La Croix Rouge Française a mis en place dans l’enceinte du Vel d’Hiv une antenne médicale dans laquelle une dizaine d’infirmières ont assuré les soins avec un dévouement hors du commun sous la direction du professeur Eugène Vaucher et des docteurs Jules Comby et Michel Robineau. Ce dernier a livré par la suite un témoignage qui exprime la détresse des malheureux Juifs dans l’enceinte du Vel d’Hiv: " Crise de nerfs collectives, hurlements de la folie ou du désespoir, cris d'enfants affamés auxquels répondait l'immense plainte des mères. Bruits insoutenables. La chaleur des journées qu'entretenait un soleil implacable tombant sur les verrières, rendait encore plus suffocante l'atmosphère, avec les odeurs d'excréments de ces milliers de malheureux qui ne disposaient pour leurs besoins naturels, que de cabinets insuffisants et tout de suite débordants. Je passais là des heures tragiques, tombant, je crois, au fond de la misère humaine ! Dans tous les yeux fixés sur moi, la même hallucinante angoisse d'être pris au piège ".
De son côté, l’UGIF (Union générale des israélites de France) a été autorisé à organiser un service médical d’urgence sur place comprenant deux médecins juifs qui se relayaient nuit et jour. Les docteurs Alfred Milhaud, Simone Loewe-Lyon, Benjamin Weill-Hallé, Richard Kohn, Raymond Vilenski, Fernand Hirschberg, Jean Goldmann et Benjamin Ginsbourg qui s’étaient portés volontaires ont assuré avec efficacité avec le peu de moyens dont ils disposaient la prise en charge médicale des nombreux malades présents sur place. J’ai eu l’occasion de rencontrer Benjamin Ginsbourg à l’occasion d’une réunion de l’AMIF (Association des Médecins Israélites de France) dont il a été le président fondateur en 1952. Ce dernier m’a raconté l’énergie hors du commun qu’ils ont déployée pour assurer les soins, mais surtout pour sauver un maximum de femmes enceintes, de malades graves et surtout d'enfants. En effet, ils étaient autorisés à signaler les détenus à hospitaliser, mais ils n’avaient pas le pouvoir de décision. Seul Jean Tisné, médecin de la préfecture de Police, était capable de donner l’autorisation d’évacuer des malades. Il n’était pas sur place au Vel d’Hiv, par conséquent, les médecins juifs s’échinaient à essayer de le convaincre par téléphone afin qu’il donne son autorisation. Ce dernier a fait preuve d’une absence totale d’empathie en n’autorisant que quelques rares sorties au compte-goutte. Malgré ces difficultés, les médecins juifs ont réussi à évacuer un certain nombre d’enfants sous prétexte qu’ils présentaient des « maladies contagieuses à caractère épidémique » à l’hôpital Claude Bernard. Benjamin Ginsbourg m’a raconté que les enfants avec une banale angine étaient isolés sous prétexte qu’ils souffraient de diphtérie ou de scarlatine. Ils étaient ensuite évacués avec ceux dont on faisait croire qu’ils souffraient de rougeole alors qu’ils ne présentaient qu’une banale éruption. Je n’oublierais jamais les larmes qui coulaient des yeux de Benjamin Ginsbourg lorsqu’il m’a raconté les déchirantes séparations des enfants avec leurs mères…

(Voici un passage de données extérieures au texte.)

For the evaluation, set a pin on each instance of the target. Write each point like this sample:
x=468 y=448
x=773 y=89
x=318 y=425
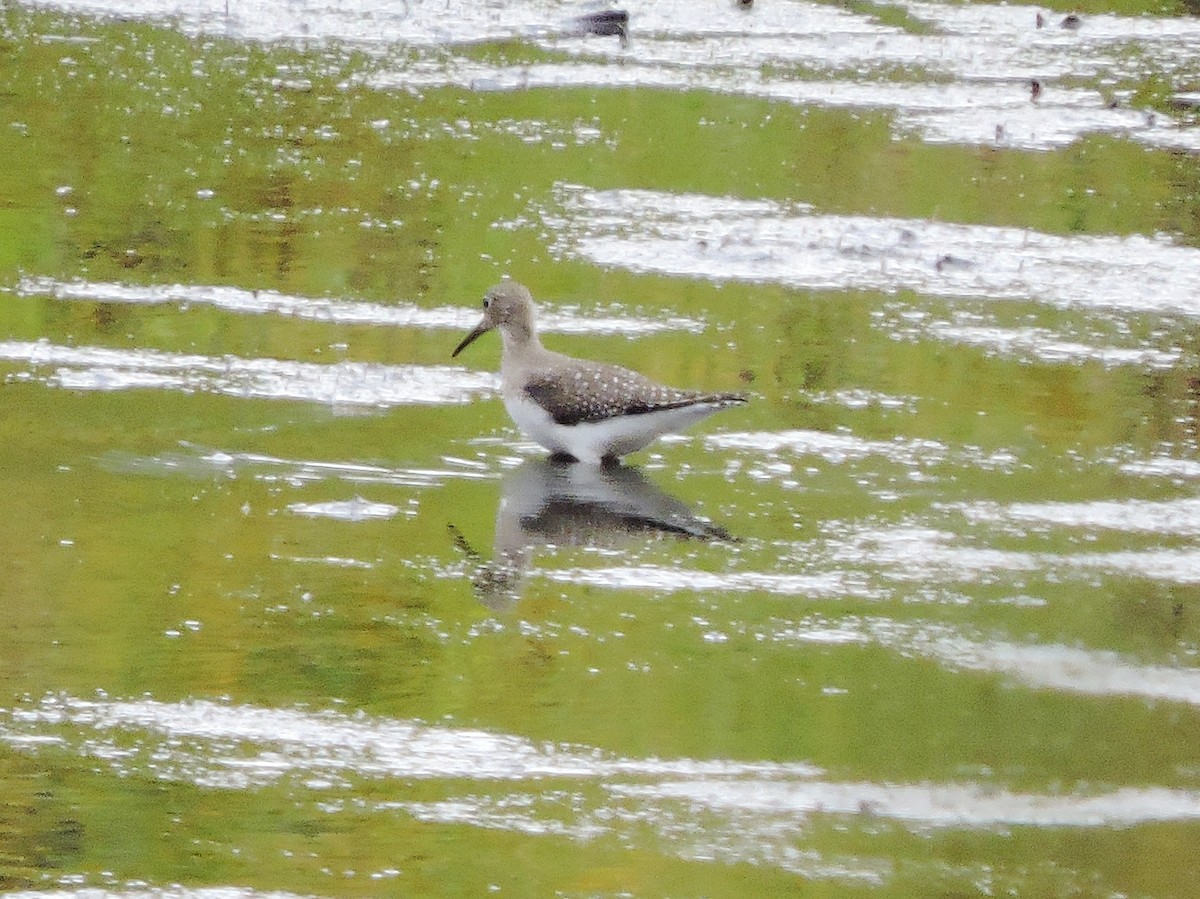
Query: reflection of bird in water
x=605 y=23
x=549 y=503
x=580 y=409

En dehors de l’enceinte du Vel dHiv, des médecins non juifs choqués par cette rafle ont eu une attitude admirable en aidant du mieux qu’ils le pouvaient les Juifs pourchassés. Mais surtout il convient de rappeler l’initiative des docteurs Charles Laubry, Georges Duhamel et Louis Pasteur Vallery Radot qui ont accompagné la comtesse de La Bourdonnais chez l’archevêque de Paris Suhard afin d'exprimer leur indignation. Le cardinal Suhard a alors écrit la première lettre officielle de protestation au Maréchal Pétain « Profondément ému par ce qu’on nous rapporte des arrestations massives d’israélites opérées la semaine dernière et des durs traitements qui leur ont été infligés notamment au vélodrome d’Hiver, nous ne pouvons étouffer le cri de notre conscience. C’est au nom de l’humanité que notre voix s’élève pour une protection en faveur des droits imprescriptibles de la personne humaine ».